Abstract 3939: Bone Marrow AT1 Receptor Augments Neointima Formation by Promoting Mobilization of Smooth Muscle Progenitor Cells in Platelet-Derived SDF-1α-Dependent Manner
[BACKGROUND] Bone marrow (BM)-derived endothelial progenitor cells (EPCs) and vascular smooth muscle progenitor cells (VPCs) contribute to neointima formation, whereas angiotensin II type 1 receptor (AT1)-mediated mobilization/homing kinetics of BM-derived progenitor cells after vascular injury remains poorly defined.
[METHOD AND RESULT] Vascular injury was performed by inserting a spring-wire into the femoral artery of BM-chimeric mice whose BM was repopulated with AT1-deficient cells (BM-Agtr1−/−) or wild type cells (BM-Agtr1+/+). Neointimal formation was profoundly reduced by 38% in BM-Agtr1−/− (P<0.05). Although the circulating EPCs (Flk-1+Sca-1+) and the extent of reendothelialization did not differ between the BM-Agtr1−/− and BM-Agtr1+/+ mice, circulating VPCs (c-Kit−Sca-1+Lin−) and Sca-1+CD31−cells which were incorporated into neointima were markedly decreased in BM-Agtr1−/− mice (54% and 42%, respectively, P<0.05). Accumulation of aggregated platelets and their content of stromal cell-derived factor-1α (SDF-1α) at injury sites were significantly reduced in BM-Agtr1−/− (57% and 46%, respectively, P<0.05), accompanied by the decrease in the serum level of SDF-1α (28%, P<0.05). Thrombin-induced aggregation of Agtr1−/− platelets was markedly suppressed (45%, P<0.05). Finally, administration of adenosine diphosphate (ADP) receptor blocker ticlopidine markedly reduced platelet aggregation and their content of SDF-1α, concomitant with the decrease in number of circulating VPCs as well as vascular VPCs incorporated into neointima, resulting in a disappearance of an inhibitory effect of BM-AT1 deficiency on neointima formation after vascular injury.
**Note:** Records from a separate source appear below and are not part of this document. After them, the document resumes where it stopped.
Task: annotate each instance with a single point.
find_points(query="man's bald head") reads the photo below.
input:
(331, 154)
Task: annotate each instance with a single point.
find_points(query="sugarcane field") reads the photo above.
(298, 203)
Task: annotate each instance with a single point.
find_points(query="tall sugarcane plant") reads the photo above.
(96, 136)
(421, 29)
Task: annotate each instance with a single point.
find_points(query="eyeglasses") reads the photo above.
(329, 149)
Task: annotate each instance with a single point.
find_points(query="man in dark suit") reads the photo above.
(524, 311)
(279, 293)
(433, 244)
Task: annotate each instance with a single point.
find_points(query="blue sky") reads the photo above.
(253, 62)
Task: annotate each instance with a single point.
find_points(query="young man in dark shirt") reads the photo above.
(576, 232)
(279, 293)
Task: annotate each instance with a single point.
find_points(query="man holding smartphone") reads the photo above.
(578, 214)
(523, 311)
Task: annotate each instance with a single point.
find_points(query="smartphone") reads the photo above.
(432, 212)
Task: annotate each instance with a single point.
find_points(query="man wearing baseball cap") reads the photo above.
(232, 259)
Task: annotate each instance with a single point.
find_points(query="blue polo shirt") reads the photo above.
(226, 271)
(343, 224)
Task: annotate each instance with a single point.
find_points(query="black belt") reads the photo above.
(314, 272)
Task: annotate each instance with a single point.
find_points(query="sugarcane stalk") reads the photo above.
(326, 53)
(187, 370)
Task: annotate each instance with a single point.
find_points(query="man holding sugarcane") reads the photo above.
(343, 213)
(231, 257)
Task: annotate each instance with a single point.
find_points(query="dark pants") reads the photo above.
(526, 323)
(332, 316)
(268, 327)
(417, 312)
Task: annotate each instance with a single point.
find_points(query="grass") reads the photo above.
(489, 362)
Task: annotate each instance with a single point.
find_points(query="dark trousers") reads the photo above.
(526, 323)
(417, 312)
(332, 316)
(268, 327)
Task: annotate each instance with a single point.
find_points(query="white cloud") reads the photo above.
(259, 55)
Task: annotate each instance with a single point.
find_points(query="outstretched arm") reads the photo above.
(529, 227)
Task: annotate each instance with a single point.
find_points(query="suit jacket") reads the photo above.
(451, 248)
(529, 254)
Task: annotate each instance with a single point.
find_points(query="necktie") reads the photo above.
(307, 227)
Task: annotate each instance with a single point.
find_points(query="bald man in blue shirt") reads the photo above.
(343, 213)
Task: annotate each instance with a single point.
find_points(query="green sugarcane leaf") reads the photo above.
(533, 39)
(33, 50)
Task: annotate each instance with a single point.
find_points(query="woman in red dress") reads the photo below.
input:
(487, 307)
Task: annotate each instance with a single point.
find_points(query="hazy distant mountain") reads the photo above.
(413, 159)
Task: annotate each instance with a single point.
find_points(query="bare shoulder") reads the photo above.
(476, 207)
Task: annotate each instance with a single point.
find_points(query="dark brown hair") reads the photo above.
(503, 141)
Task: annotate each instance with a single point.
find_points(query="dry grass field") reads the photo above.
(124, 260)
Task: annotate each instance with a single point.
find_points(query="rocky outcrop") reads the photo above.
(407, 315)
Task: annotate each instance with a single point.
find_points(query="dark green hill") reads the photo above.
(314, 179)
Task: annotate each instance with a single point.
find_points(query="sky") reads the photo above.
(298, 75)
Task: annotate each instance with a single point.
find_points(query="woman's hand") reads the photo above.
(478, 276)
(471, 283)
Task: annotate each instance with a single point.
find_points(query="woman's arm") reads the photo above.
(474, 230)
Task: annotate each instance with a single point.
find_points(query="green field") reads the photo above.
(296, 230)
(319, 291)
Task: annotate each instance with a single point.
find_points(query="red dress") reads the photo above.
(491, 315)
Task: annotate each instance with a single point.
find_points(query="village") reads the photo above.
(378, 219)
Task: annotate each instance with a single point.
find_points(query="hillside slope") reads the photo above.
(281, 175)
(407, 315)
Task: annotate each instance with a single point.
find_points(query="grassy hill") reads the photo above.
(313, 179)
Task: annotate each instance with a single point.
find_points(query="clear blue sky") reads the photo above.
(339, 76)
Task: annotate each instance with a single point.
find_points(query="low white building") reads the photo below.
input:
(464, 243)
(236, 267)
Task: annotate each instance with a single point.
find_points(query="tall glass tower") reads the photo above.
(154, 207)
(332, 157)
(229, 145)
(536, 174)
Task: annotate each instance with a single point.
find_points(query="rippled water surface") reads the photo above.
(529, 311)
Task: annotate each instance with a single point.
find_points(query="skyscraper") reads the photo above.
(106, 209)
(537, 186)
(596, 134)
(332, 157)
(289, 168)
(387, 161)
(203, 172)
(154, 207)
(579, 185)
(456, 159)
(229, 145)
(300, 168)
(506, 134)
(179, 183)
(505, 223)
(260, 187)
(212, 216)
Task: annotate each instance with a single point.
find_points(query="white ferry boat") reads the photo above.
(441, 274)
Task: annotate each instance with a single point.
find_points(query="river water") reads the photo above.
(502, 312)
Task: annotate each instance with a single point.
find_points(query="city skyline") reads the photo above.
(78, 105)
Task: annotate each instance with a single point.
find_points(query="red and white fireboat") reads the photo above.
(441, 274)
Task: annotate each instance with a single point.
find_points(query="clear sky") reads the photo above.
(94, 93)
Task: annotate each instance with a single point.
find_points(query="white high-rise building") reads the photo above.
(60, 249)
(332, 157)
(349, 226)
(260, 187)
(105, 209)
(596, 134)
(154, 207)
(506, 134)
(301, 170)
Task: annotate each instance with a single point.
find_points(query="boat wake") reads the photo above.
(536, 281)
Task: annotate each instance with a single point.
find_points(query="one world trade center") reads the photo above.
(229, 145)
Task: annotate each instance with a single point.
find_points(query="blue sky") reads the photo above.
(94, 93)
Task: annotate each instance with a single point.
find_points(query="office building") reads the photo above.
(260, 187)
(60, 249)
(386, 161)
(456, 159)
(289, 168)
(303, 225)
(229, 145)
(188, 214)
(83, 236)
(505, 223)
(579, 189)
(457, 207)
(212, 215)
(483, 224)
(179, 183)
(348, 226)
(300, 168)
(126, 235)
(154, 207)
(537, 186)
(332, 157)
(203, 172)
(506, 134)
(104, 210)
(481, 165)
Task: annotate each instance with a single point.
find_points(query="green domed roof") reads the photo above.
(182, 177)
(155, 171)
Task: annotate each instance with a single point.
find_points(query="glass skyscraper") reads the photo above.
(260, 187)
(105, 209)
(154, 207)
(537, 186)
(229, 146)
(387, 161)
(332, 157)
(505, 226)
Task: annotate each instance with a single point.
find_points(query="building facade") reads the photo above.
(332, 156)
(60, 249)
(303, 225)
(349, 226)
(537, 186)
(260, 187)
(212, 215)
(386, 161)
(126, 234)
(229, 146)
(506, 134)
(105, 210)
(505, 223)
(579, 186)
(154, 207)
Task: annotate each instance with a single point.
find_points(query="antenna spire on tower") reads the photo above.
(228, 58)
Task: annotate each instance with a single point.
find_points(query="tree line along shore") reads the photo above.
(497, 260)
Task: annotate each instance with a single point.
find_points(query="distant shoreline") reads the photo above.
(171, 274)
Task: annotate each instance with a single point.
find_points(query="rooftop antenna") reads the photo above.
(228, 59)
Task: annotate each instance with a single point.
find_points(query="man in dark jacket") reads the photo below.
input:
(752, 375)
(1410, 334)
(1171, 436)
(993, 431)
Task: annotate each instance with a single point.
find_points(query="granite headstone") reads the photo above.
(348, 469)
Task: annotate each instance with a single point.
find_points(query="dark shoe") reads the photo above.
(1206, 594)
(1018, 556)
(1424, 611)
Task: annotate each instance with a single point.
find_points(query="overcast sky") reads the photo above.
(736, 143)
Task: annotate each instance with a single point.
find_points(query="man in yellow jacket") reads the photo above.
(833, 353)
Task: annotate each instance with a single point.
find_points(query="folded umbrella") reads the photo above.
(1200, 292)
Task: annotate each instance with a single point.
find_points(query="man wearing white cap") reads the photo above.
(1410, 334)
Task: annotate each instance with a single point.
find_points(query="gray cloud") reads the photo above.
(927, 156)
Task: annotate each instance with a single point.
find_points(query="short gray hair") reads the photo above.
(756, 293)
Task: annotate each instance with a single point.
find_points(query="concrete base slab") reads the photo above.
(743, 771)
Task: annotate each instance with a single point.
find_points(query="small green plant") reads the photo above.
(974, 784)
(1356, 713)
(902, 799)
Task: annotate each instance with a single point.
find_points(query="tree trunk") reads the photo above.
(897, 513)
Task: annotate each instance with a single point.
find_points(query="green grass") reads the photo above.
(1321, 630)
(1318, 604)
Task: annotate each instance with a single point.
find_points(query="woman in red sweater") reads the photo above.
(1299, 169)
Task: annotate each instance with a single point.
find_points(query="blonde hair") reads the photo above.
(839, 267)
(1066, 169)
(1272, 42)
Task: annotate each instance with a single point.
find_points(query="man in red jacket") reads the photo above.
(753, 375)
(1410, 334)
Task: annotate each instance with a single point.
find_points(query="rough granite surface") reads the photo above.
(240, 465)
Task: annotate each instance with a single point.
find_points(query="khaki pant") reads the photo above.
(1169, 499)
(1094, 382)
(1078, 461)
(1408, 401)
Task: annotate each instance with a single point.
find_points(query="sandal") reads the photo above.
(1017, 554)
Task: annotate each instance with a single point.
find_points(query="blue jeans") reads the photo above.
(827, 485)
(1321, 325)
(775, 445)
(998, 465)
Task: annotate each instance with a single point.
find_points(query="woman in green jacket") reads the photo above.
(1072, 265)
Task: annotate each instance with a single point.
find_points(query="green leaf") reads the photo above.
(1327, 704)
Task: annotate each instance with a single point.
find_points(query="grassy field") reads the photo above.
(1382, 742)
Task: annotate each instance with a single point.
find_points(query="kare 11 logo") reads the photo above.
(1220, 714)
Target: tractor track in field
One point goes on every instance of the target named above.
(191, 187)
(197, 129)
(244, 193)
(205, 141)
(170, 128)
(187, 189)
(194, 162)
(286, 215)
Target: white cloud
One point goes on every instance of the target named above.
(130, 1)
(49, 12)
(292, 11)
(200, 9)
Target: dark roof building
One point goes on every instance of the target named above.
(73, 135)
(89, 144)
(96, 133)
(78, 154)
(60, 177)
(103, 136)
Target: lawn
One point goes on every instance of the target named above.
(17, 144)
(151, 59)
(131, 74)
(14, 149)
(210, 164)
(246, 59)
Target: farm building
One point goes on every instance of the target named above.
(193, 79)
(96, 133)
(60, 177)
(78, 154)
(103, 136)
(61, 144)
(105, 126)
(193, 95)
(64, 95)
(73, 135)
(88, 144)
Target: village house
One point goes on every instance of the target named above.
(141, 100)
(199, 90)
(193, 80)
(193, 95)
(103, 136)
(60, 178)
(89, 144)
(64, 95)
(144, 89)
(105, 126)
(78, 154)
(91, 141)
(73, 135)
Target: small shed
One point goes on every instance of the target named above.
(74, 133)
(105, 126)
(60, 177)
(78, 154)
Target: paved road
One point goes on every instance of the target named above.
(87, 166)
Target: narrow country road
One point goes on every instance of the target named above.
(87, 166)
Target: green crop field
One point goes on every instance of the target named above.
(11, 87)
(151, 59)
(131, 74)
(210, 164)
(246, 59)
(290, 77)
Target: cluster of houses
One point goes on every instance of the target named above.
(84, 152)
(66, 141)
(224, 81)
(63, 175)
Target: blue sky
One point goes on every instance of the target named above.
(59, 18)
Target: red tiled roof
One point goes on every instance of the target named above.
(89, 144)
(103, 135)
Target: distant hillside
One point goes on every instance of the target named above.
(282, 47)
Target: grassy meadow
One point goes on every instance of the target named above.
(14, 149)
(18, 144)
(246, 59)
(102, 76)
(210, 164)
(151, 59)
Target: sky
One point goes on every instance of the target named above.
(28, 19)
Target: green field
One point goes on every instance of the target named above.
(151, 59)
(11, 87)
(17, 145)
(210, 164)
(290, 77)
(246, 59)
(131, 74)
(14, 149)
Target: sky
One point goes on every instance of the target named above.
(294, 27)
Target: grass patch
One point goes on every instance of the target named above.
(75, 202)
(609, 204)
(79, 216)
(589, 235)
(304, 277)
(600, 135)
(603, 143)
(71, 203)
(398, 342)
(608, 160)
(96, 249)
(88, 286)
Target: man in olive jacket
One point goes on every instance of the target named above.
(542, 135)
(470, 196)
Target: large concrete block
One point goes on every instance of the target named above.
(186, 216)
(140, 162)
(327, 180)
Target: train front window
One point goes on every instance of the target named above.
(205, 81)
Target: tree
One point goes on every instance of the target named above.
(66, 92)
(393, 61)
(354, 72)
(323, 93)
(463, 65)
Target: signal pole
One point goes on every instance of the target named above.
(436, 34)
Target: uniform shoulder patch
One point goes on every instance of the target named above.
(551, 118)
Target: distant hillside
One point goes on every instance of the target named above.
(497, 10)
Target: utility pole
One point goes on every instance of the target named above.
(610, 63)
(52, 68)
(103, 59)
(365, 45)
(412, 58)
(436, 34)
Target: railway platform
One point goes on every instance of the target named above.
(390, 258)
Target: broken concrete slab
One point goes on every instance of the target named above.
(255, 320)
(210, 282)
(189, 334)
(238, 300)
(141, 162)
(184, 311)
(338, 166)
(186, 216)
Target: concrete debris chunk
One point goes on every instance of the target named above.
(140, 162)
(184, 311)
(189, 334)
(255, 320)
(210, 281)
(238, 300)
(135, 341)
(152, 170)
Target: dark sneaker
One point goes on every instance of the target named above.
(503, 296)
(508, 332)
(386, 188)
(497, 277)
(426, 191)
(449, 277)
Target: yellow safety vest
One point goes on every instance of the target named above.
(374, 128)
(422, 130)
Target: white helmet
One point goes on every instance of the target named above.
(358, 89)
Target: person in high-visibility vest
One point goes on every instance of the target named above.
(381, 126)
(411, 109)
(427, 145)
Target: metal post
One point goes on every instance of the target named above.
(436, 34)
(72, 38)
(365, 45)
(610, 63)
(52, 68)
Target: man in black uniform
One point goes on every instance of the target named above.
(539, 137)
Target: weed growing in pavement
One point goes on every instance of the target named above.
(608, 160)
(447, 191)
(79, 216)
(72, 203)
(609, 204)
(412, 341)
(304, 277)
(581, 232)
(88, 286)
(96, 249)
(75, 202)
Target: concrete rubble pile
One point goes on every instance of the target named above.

Furthermore, one week of administration of AT1 receptor blockade (ARB) after injury inhibited neointima formation (59%, P<0.05) concomitant with the reduced platelets aggregation and their content of SDF-1α followed by a decrease in number of circulating VPCs.
[CONCLUSION] The AT1 receptor in BM cells promotes neointima formation by regulating the mobilization and homing of BM-derived VPCs at sites of injury mainly through aggregated platelet-derived SDF-1α without any effects on EPC-mediated reendothelialization.